Over time, cladistic work refined and revised the group Thecodontia, replacing it with the more well-defined group Archosauromorpha, which refers to all reptiles closer to crocodilians and dinosaurs than to lizards and other lepidosaurs. During this transition, Kadimakara and Prolacerta were kept in a group known as Prolacertiformes, which contained other long-necked early archosauromorphs such as Protorosaurus, Macrocnemus, and Tanystropheus.

This changed in 1998, when a study by David Dilkes found that Prolacertiformes was a polyphyletic group, consisting of various reptiles only distantly related to each other. Most notably, Prolacerta was found to be more closely related to the advanced Archosauriformes rather than Protorosaurus and other long necked basal archosauromorphs (collectively termed "protorosaurs"). Unfortunately, Kadimakara was omitted from this analysis as well as earlier analyses focusing on Prolacertiformes, such as Nour-Eddine Jalil's 1997 description of Jesairosaurus. The reasoning behind these omissions mainly related to the incompleteness of Kadimakara remains.
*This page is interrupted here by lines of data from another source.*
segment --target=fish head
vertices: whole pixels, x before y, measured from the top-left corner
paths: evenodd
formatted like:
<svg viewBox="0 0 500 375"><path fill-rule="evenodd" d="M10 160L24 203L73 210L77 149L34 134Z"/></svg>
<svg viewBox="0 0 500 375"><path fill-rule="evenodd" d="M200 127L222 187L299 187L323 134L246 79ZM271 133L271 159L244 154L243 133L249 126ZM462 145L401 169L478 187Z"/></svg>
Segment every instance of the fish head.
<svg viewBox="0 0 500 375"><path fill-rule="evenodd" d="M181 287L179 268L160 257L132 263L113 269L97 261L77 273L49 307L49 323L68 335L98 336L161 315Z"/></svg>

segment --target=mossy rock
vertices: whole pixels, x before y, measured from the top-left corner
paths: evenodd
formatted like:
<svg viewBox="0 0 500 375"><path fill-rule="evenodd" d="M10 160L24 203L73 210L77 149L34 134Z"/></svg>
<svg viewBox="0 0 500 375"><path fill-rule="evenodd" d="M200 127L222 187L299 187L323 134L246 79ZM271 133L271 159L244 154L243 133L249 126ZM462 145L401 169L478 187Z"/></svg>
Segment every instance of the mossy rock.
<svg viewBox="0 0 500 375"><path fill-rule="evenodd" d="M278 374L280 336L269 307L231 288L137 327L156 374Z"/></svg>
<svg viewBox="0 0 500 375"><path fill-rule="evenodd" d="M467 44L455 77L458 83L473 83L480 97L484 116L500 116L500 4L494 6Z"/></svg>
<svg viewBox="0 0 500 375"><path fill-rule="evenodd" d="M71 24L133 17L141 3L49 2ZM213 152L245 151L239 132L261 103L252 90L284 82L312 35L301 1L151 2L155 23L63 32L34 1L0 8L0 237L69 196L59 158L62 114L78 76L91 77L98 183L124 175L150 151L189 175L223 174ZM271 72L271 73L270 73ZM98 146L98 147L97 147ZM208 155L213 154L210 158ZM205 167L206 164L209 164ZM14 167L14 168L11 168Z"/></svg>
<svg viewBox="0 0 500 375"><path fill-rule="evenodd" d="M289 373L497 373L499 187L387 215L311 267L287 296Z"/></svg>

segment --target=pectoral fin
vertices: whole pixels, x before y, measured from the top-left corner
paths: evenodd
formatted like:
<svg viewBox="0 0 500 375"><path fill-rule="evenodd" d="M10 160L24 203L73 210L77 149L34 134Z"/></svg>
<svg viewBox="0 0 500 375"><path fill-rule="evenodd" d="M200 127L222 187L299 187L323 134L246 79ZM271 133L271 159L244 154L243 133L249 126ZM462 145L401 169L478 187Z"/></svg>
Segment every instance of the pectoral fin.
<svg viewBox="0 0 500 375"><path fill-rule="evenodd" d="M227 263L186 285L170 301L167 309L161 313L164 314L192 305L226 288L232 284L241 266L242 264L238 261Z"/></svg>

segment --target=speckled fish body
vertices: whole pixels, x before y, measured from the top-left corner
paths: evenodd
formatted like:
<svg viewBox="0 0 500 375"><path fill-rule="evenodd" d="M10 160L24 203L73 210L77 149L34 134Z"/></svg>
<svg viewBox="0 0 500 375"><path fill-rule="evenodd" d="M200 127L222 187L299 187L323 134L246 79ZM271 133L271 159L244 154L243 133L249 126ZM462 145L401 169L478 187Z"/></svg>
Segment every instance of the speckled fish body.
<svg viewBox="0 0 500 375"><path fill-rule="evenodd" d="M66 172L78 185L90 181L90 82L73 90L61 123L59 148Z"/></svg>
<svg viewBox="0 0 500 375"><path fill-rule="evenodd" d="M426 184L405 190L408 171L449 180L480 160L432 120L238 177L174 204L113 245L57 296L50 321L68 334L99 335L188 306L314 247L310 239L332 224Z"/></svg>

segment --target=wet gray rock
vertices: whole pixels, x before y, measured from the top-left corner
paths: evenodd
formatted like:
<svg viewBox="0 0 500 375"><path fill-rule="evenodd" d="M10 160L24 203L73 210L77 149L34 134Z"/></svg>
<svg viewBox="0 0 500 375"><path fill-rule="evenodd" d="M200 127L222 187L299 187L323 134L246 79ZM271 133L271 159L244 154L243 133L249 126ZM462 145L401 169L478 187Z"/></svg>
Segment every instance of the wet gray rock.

As a result, it was unknown whether Kadimakara was legitimately a close relative of Prolacerta or simply an unrelated basal archosauromorph incorrectly allied with it, as is the case with the protorosaurs. This uncertainty was magnified when several studies in the late 2000s claimed that Kadimakara was simply a pair of misidentified specimens of Prolacerta.
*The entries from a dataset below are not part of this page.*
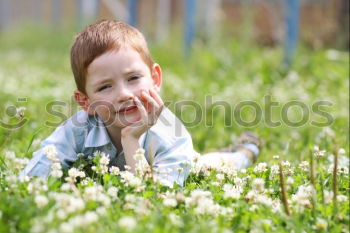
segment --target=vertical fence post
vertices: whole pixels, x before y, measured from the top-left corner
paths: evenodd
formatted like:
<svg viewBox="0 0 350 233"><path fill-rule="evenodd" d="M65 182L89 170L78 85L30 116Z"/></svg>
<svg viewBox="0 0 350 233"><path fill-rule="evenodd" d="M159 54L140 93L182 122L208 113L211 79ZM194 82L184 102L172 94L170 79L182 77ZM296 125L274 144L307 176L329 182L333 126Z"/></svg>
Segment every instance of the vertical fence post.
<svg viewBox="0 0 350 233"><path fill-rule="evenodd" d="M76 15L77 15L77 26L80 28L83 25L83 7L84 7L84 0L76 0Z"/></svg>
<svg viewBox="0 0 350 233"><path fill-rule="evenodd" d="M196 0L185 0L185 56L191 54L196 27Z"/></svg>
<svg viewBox="0 0 350 233"><path fill-rule="evenodd" d="M0 30L7 28L11 21L11 0L0 0Z"/></svg>
<svg viewBox="0 0 350 233"><path fill-rule="evenodd" d="M61 16L62 16L62 1L52 0L52 23L55 27L60 26Z"/></svg>
<svg viewBox="0 0 350 233"><path fill-rule="evenodd" d="M170 23L170 1L158 0L157 10L157 40L163 42L169 33Z"/></svg>
<svg viewBox="0 0 350 233"><path fill-rule="evenodd" d="M286 36L284 64L290 66L298 42L299 0L286 0L285 15Z"/></svg>
<svg viewBox="0 0 350 233"><path fill-rule="evenodd" d="M33 21L35 23L41 23L42 22L42 7L43 5L43 1L41 0L34 0L33 1L33 5L32 5L32 17L33 17Z"/></svg>
<svg viewBox="0 0 350 233"><path fill-rule="evenodd" d="M99 14L100 14L100 10L101 10L101 0L96 0L96 9L95 9L95 19L98 18Z"/></svg>
<svg viewBox="0 0 350 233"><path fill-rule="evenodd" d="M128 24L135 27L137 25L137 3L138 0L128 0Z"/></svg>

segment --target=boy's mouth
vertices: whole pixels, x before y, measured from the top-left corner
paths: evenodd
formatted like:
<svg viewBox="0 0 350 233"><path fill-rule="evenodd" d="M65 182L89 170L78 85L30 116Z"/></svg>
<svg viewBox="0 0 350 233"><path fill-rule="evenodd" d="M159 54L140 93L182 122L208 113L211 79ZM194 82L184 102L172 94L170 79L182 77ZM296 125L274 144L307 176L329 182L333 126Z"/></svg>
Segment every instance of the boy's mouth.
<svg viewBox="0 0 350 233"><path fill-rule="evenodd" d="M132 113L132 112L135 112L136 110L137 110L137 106L132 105L132 106L128 106L128 107L120 109L119 111L117 111L117 113L119 113L119 114Z"/></svg>

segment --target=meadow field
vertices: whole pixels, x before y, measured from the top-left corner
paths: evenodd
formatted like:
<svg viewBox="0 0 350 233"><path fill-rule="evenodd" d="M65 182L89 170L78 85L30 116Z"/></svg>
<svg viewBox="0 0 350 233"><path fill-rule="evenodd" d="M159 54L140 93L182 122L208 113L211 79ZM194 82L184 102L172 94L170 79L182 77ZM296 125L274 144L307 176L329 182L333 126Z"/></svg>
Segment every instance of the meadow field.
<svg viewBox="0 0 350 233"><path fill-rule="evenodd" d="M150 44L161 96L198 152L245 131L263 139L246 170L195 163L184 187L169 188L148 173L106 172L95 154L93 175L80 161L63 176L18 180L40 142L79 110L74 34L0 34L0 232L349 232L349 54L334 49L301 44L287 69L281 48L242 38L198 42L187 58L180 40Z"/></svg>

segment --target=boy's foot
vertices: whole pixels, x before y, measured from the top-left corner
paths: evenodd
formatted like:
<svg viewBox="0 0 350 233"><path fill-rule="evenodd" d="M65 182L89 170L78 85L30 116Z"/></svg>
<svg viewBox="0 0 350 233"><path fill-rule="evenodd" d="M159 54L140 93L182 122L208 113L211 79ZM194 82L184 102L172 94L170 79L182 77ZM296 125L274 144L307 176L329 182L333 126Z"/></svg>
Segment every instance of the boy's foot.
<svg viewBox="0 0 350 233"><path fill-rule="evenodd" d="M253 163L256 161L261 147L261 140L258 135L252 132L242 133L235 144L225 147L221 152L242 152Z"/></svg>

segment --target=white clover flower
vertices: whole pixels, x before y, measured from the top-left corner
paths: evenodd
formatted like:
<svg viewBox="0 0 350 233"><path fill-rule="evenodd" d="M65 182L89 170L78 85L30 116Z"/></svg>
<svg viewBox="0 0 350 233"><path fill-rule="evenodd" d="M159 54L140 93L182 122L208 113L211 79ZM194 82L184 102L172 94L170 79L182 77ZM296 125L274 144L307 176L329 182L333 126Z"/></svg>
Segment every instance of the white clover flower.
<svg viewBox="0 0 350 233"><path fill-rule="evenodd" d="M338 202L346 202L346 201L348 201L348 197L345 195L337 195L337 201Z"/></svg>
<svg viewBox="0 0 350 233"><path fill-rule="evenodd" d="M328 227L328 223L325 219L323 218L317 218L315 228L317 230L325 230Z"/></svg>
<svg viewBox="0 0 350 233"><path fill-rule="evenodd" d="M100 165L107 166L109 164L109 161L109 156L102 152L100 158Z"/></svg>
<svg viewBox="0 0 350 233"><path fill-rule="evenodd" d="M57 216L58 219L65 219L65 218L67 218L67 213L64 210L59 209L56 212L56 216Z"/></svg>
<svg viewBox="0 0 350 233"><path fill-rule="evenodd" d="M105 207L100 206L96 209L96 213L99 214L100 216L106 216L107 215L107 210Z"/></svg>
<svg viewBox="0 0 350 233"><path fill-rule="evenodd" d="M52 165L51 165L51 172L50 172L50 175L52 177L55 177L55 178L61 178L63 176L63 172L62 172L62 166L61 166L61 163L59 162L54 162Z"/></svg>
<svg viewBox="0 0 350 233"><path fill-rule="evenodd" d="M112 187L110 187L108 190L107 190L107 194L110 196L110 197L112 197L112 198L114 198L114 199L117 199L118 198L118 188L117 187L114 187L114 186L112 186Z"/></svg>
<svg viewBox="0 0 350 233"><path fill-rule="evenodd" d="M267 164L266 163L258 163L254 168L254 172L256 172L256 173L263 173L266 171L267 171Z"/></svg>
<svg viewBox="0 0 350 233"><path fill-rule="evenodd" d="M271 175L277 176L280 173L280 167L278 165L271 166Z"/></svg>
<svg viewBox="0 0 350 233"><path fill-rule="evenodd" d="M339 156L345 156L345 155L346 155L345 149L344 149L344 148L340 148L340 149L338 150L338 155L339 155Z"/></svg>
<svg viewBox="0 0 350 233"><path fill-rule="evenodd" d="M241 178L239 178L239 177L235 177L234 179L233 179L233 182L235 183L235 185L237 185L237 186L243 186L243 180L241 179Z"/></svg>
<svg viewBox="0 0 350 233"><path fill-rule="evenodd" d="M197 207L194 209L194 212L197 214L210 214L212 216L218 216L220 213L220 205L216 204L210 198L204 198L197 203Z"/></svg>
<svg viewBox="0 0 350 233"><path fill-rule="evenodd" d="M299 164L299 168L300 168L301 170L303 170L304 172L309 171L309 167L310 167L310 165L309 165L309 162L308 162L308 161L302 161L302 162Z"/></svg>
<svg viewBox="0 0 350 233"><path fill-rule="evenodd" d="M329 204L333 200L333 191L324 190L323 191L323 199L325 204Z"/></svg>
<svg viewBox="0 0 350 233"><path fill-rule="evenodd" d="M225 175L221 173L216 174L216 179L217 181L222 182L225 179Z"/></svg>
<svg viewBox="0 0 350 233"><path fill-rule="evenodd" d="M219 183L219 182L217 182L217 181L214 181L214 182L211 182L211 185L213 185L213 186L220 186L221 183Z"/></svg>
<svg viewBox="0 0 350 233"><path fill-rule="evenodd" d="M143 148L139 148L136 150L135 155L133 156L136 161L141 161L145 157L145 150Z"/></svg>
<svg viewBox="0 0 350 233"><path fill-rule="evenodd" d="M47 199L46 196L43 195L37 195L35 196L35 204L38 208L43 208L44 206L46 206L49 203L49 200Z"/></svg>
<svg viewBox="0 0 350 233"><path fill-rule="evenodd" d="M288 160L282 161L282 166L285 168L289 168L290 167L290 162Z"/></svg>
<svg viewBox="0 0 350 233"><path fill-rule="evenodd" d="M35 140L33 141L32 145L33 145L34 147L37 147L37 146L40 145L40 143L41 143L41 140L40 140L40 139L35 139Z"/></svg>
<svg viewBox="0 0 350 233"><path fill-rule="evenodd" d="M247 173L247 169L241 169L240 171L239 171L240 173L242 173L242 174L245 174L245 173Z"/></svg>
<svg viewBox="0 0 350 233"><path fill-rule="evenodd" d="M177 201L174 198L166 197L163 200L163 205L165 205L167 207L175 207L175 206L177 206Z"/></svg>
<svg viewBox="0 0 350 233"><path fill-rule="evenodd" d="M334 170L334 164L331 164L329 165L328 167L328 173L329 174L332 174L333 173L333 170ZM349 174L349 168L347 166L342 166L342 165L338 165L337 167L337 174L345 174L345 175L348 175Z"/></svg>
<svg viewBox="0 0 350 233"><path fill-rule="evenodd" d="M59 162L59 159L57 158L56 147L54 145L48 145L44 147L43 150L48 159L50 159L52 162Z"/></svg>
<svg viewBox="0 0 350 233"><path fill-rule="evenodd" d="M5 158L8 161L14 160L16 158L16 154L13 151L6 151L5 152Z"/></svg>
<svg viewBox="0 0 350 233"><path fill-rule="evenodd" d="M197 163L200 160L200 158L201 158L201 155L199 153L195 153L193 155L193 162Z"/></svg>
<svg viewBox="0 0 350 233"><path fill-rule="evenodd" d="M81 227L84 226L85 219L84 216L76 215L73 218L69 219L68 223L73 227Z"/></svg>
<svg viewBox="0 0 350 233"><path fill-rule="evenodd" d="M263 192L265 189L265 180L262 178L256 178L252 182L252 188L256 192Z"/></svg>
<svg viewBox="0 0 350 233"><path fill-rule="evenodd" d="M311 197L315 192L312 185L300 185L296 194L292 195L292 200L300 207L311 208ZM303 209L298 209L299 212Z"/></svg>
<svg viewBox="0 0 350 233"><path fill-rule="evenodd" d="M109 172L110 172L111 174L113 174L113 175L119 175L120 170L119 170L118 167L111 166L111 167L109 168Z"/></svg>
<svg viewBox="0 0 350 233"><path fill-rule="evenodd" d="M23 118L24 117L24 111L26 110L26 107L19 107L16 108L16 117Z"/></svg>
<svg viewBox="0 0 350 233"><path fill-rule="evenodd" d="M137 222L136 222L135 218L131 217L131 216L124 216L118 220L119 227L126 228L129 230L134 229L136 227L136 224L137 224Z"/></svg>
<svg viewBox="0 0 350 233"><path fill-rule="evenodd" d="M122 178L122 182L127 186L130 185L132 187L140 187L142 184L142 180L129 171L120 172L120 176Z"/></svg>
<svg viewBox="0 0 350 233"><path fill-rule="evenodd" d="M23 176L19 179L19 181L24 183L24 182L29 182L30 179L31 179L31 177L29 177L29 176Z"/></svg>
<svg viewBox="0 0 350 233"><path fill-rule="evenodd" d="M61 190L62 190L63 192L67 192L67 191L71 190L71 184L68 184L68 183L62 184L62 185L61 185Z"/></svg>
<svg viewBox="0 0 350 233"><path fill-rule="evenodd" d="M84 215L84 223L91 224L98 220L98 215L94 211L87 211Z"/></svg>
<svg viewBox="0 0 350 233"><path fill-rule="evenodd" d="M325 150L320 150L318 146L314 146L314 156L316 158L323 158L326 155Z"/></svg>
<svg viewBox="0 0 350 233"><path fill-rule="evenodd" d="M280 158L280 156L279 155L274 155L274 156L272 156L272 158L277 160L277 159Z"/></svg>
<svg viewBox="0 0 350 233"><path fill-rule="evenodd" d="M288 178L287 178L287 184L288 184L288 185L294 184L294 179L293 179L293 177L288 177Z"/></svg>
<svg viewBox="0 0 350 233"><path fill-rule="evenodd" d="M182 167L178 167L176 170L178 173L181 173L184 169Z"/></svg>
<svg viewBox="0 0 350 233"><path fill-rule="evenodd" d="M249 207L249 211L251 211L251 212L255 212L255 211L257 211L257 209L259 209L259 207L255 204L253 204Z"/></svg>
<svg viewBox="0 0 350 233"><path fill-rule="evenodd" d="M188 166L191 165L191 162L186 160L186 161L182 162L182 164L183 164L185 167L188 167Z"/></svg>
<svg viewBox="0 0 350 233"><path fill-rule="evenodd" d="M136 154L142 154L142 155L144 155L145 154L145 150L143 149L143 148L138 148L137 150L136 150Z"/></svg>
<svg viewBox="0 0 350 233"><path fill-rule="evenodd" d="M191 192L190 197L185 198L185 205L186 207L190 206L197 206L200 202L202 202L205 199L211 199L211 192L209 191L203 191L200 189L193 190Z"/></svg>
<svg viewBox="0 0 350 233"><path fill-rule="evenodd" d="M61 178L63 176L62 170L52 170L50 175L55 178Z"/></svg>
<svg viewBox="0 0 350 233"><path fill-rule="evenodd" d="M242 190L236 186L233 186L232 184L224 184L223 187L224 190L224 198L232 198L232 199L239 199L241 196Z"/></svg>
<svg viewBox="0 0 350 233"><path fill-rule="evenodd" d="M171 222L171 224L173 224L174 226L177 226L177 227L183 227L184 226L184 223L183 221L181 220L180 216L174 214L174 213L170 213L168 215L169 217L169 220Z"/></svg>
<svg viewBox="0 0 350 233"><path fill-rule="evenodd" d="M62 169L61 163L53 163L51 166L52 169Z"/></svg>
<svg viewBox="0 0 350 233"><path fill-rule="evenodd" d="M68 176L69 177L66 177L65 180L69 183L75 183L78 177L81 177L81 178L85 177L85 172L80 171L75 167L72 167L71 169L68 170Z"/></svg>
Kadimakara was finally featured in phylogenetic analyses in 2016 during Martin Ezcurra's broad study on archosauromorphs. In addition, Ezcurra redescribed and reinterpreted the genus and was able to find evidence that it was not in fact synonymous with Prolacerta. His study featured three different phylogenetic analyses. Analysis 1 only concerned holotypes of sampled reptiles, analysis 2 concerned all known specimens (a complete hypodigm), and analysis 3 was identical to analysis 2, except with a few fragmentary taxa excluded. Due to the uncertainty of the referred snout's legitimacy, Kadimakara was actually given two different samples. One sample only consisted of the holotype while the other sample consisted of both the holotype and the referred snout. As a result, analysis 1 only included the holotype sample, while analyses 2 and 3 only included the (holotype + referred) sample. In each of the three analyses, Kadimakara was placed as the sister taxon to Prolacerta, with these two genera forming the family Prolacertidae, positioned near Archosauriformes as Dilkes (1998) and other studies claimed previously.